By Carole Gaskell
Coaching is one of the most powerful ways of working with an individual or a group, to raise their game and elicit their highest potential. A successful coach will support and challenge individuals to have a greater perspective, focus and clarity and will help to generate fundamental shifts in behaviour. Coaches can become a powerful catalyst for enhanced performance, galvanising people into action and refreshing momentum.
But how can you make sure you find the right coach for you? The following top tips will help.
1. Objectives - Work out exactly what it is you want to achieve and the specific development areas you want to focus on. The coach must understand your business or personal objectives and you should feel at ease with their style. Once you know the end game, effectively honing in on the right coach becomes quicker and easier.
2. Recommendations - One of the best ways to identify a coach is to seek a recommendation from colleagues or senior managers who have been on the receiving end. If a colleague has achieved great results through coaching, ask for a referral. In this way you won’t be starting cold.
3. Experience - Once you have come up with a list of potentials, you need to interview them to discover more about what they can do for you. Find out about their corporate experience, track record and why they moved into coaching.
4. Approach - Get them to describe their coaching style, what they feel their unique qualities are and where they believe they could provide most value. Ask for references, testimonials, case studies and client success stories. You also need to know their fees and whether you have to sign up for a set period — three to six months is common.
5. Chemistry - Before making a final decision, weigh up the chemistry fit. Notice how you feel after your conversation with them. If you feel excited and perhaps even a little nervous at the prospect of the potential they could help you to realise, you know you’ve found the right coach.

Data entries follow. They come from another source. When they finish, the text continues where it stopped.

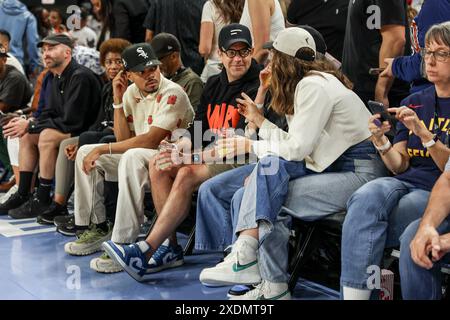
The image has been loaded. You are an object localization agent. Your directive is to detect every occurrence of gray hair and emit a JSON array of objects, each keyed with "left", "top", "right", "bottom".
[{"left": 425, "top": 21, "right": 450, "bottom": 47}]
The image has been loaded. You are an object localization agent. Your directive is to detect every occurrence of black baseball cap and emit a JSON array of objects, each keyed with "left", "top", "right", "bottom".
[
  {"left": 0, "top": 45, "right": 9, "bottom": 58},
  {"left": 219, "top": 23, "right": 252, "bottom": 51},
  {"left": 151, "top": 33, "right": 181, "bottom": 59},
  {"left": 38, "top": 34, "right": 74, "bottom": 49},
  {"left": 121, "top": 43, "right": 161, "bottom": 72}
]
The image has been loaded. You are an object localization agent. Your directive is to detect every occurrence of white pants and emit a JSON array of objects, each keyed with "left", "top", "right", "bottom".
[{"left": 74, "top": 144, "right": 158, "bottom": 243}]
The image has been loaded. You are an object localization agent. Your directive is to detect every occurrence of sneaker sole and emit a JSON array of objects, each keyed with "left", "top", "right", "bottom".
[
  {"left": 146, "top": 259, "right": 184, "bottom": 274},
  {"left": 56, "top": 227, "right": 76, "bottom": 237},
  {"left": 65, "top": 235, "right": 111, "bottom": 256},
  {"left": 90, "top": 259, "right": 123, "bottom": 273},
  {"left": 36, "top": 217, "right": 54, "bottom": 225},
  {"left": 199, "top": 269, "right": 261, "bottom": 287},
  {"left": 65, "top": 245, "right": 103, "bottom": 256}
]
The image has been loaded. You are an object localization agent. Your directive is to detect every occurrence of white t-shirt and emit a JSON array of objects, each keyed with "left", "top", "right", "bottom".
[
  {"left": 445, "top": 156, "right": 450, "bottom": 172},
  {"left": 70, "top": 26, "right": 98, "bottom": 48},
  {"left": 239, "top": 0, "right": 285, "bottom": 42},
  {"left": 122, "top": 75, "right": 195, "bottom": 136},
  {"left": 201, "top": 0, "right": 226, "bottom": 62},
  {"left": 6, "top": 54, "right": 25, "bottom": 75}
]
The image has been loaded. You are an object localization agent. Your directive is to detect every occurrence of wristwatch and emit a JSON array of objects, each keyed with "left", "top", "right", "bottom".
[
  {"left": 191, "top": 153, "right": 202, "bottom": 164},
  {"left": 422, "top": 134, "right": 438, "bottom": 148},
  {"left": 28, "top": 119, "right": 37, "bottom": 132}
]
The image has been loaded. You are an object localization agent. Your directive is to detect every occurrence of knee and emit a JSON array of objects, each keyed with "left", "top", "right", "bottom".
[
  {"left": 120, "top": 149, "right": 148, "bottom": 170},
  {"left": 76, "top": 145, "right": 93, "bottom": 163},
  {"left": 38, "top": 129, "right": 61, "bottom": 149},
  {"left": 198, "top": 176, "right": 218, "bottom": 198},
  {"left": 399, "top": 220, "right": 420, "bottom": 252},
  {"left": 173, "top": 166, "right": 196, "bottom": 190}
]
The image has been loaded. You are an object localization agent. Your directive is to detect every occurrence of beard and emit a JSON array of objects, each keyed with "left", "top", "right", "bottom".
[{"left": 46, "top": 58, "right": 64, "bottom": 69}]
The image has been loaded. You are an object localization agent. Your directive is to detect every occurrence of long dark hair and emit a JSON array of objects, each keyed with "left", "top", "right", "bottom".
[
  {"left": 97, "top": 0, "right": 114, "bottom": 50},
  {"left": 212, "top": 0, "right": 245, "bottom": 23},
  {"left": 31, "top": 6, "right": 49, "bottom": 38},
  {"left": 270, "top": 49, "right": 353, "bottom": 115}
]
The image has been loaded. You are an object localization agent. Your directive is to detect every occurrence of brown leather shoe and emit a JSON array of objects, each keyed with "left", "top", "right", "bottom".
[{"left": 0, "top": 177, "right": 16, "bottom": 192}]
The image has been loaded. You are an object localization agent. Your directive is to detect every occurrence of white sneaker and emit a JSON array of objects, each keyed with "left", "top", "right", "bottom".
[
  {"left": 229, "top": 280, "right": 291, "bottom": 300},
  {"left": 90, "top": 252, "right": 123, "bottom": 273},
  {"left": 0, "top": 184, "right": 18, "bottom": 204},
  {"left": 64, "top": 226, "right": 112, "bottom": 256},
  {"left": 200, "top": 239, "right": 261, "bottom": 286}
]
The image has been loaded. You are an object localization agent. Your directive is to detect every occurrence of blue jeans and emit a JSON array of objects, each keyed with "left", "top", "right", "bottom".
[
  {"left": 235, "top": 141, "right": 388, "bottom": 282},
  {"left": 340, "top": 177, "right": 430, "bottom": 289},
  {"left": 195, "top": 164, "right": 256, "bottom": 251},
  {"left": 399, "top": 217, "right": 450, "bottom": 300}
]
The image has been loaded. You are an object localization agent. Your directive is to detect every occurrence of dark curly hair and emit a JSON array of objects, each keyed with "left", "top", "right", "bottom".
[{"left": 99, "top": 38, "right": 132, "bottom": 66}]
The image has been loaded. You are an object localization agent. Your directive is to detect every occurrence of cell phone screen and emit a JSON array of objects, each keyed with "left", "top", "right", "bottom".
[
  {"left": 367, "top": 100, "right": 395, "bottom": 123},
  {"left": 368, "top": 68, "right": 385, "bottom": 75}
]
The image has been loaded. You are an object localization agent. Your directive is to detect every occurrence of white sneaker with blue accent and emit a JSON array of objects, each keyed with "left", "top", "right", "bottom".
[{"left": 229, "top": 280, "right": 291, "bottom": 300}]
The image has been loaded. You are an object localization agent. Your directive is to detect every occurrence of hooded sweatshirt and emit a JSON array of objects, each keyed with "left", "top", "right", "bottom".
[
  {"left": 392, "top": 0, "right": 450, "bottom": 93},
  {"left": 188, "top": 59, "right": 261, "bottom": 149},
  {"left": 0, "top": 0, "right": 40, "bottom": 71}
]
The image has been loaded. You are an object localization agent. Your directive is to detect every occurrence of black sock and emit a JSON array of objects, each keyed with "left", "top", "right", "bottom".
[
  {"left": 75, "top": 225, "right": 89, "bottom": 232},
  {"left": 96, "top": 221, "right": 109, "bottom": 232},
  {"left": 18, "top": 171, "right": 33, "bottom": 196},
  {"left": 37, "top": 178, "right": 53, "bottom": 204}
]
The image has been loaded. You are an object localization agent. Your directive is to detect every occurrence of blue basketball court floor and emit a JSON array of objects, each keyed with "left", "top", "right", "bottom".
[{"left": 0, "top": 215, "right": 339, "bottom": 300}]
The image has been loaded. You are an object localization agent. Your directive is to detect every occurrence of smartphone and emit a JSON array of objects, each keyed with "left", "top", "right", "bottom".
[
  {"left": 368, "top": 67, "right": 385, "bottom": 76},
  {"left": 367, "top": 100, "right": 396, "bottom": 124}
]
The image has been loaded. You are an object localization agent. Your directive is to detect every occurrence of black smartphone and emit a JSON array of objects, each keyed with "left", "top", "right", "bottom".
[
  {"left": 367, "top": 100, "right": 396, "bottom": 123},
  {"left": 368, "top": 67, "right": 385, "bottom": 75}
]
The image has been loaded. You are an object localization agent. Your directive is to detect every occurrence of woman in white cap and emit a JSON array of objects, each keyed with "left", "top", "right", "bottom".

Once you have selected your coach set aside time for the coaching and follow-up sessions — squeezing them into a busy schedule will not allow you to derive maximum benefit from the process. Honesty and trust are the hallmarks of a productive relationship so be upfront about yourself, your abilities and what you think or feel.
Commit to experimenting with new ways of thinking, behaving and operating. Speak up if you feel the coaching isn’t working. Good coaches welcome feedback and will be as keen as you are to build the relationship, but bear in mind that you must also share responsibility for making the relationship work.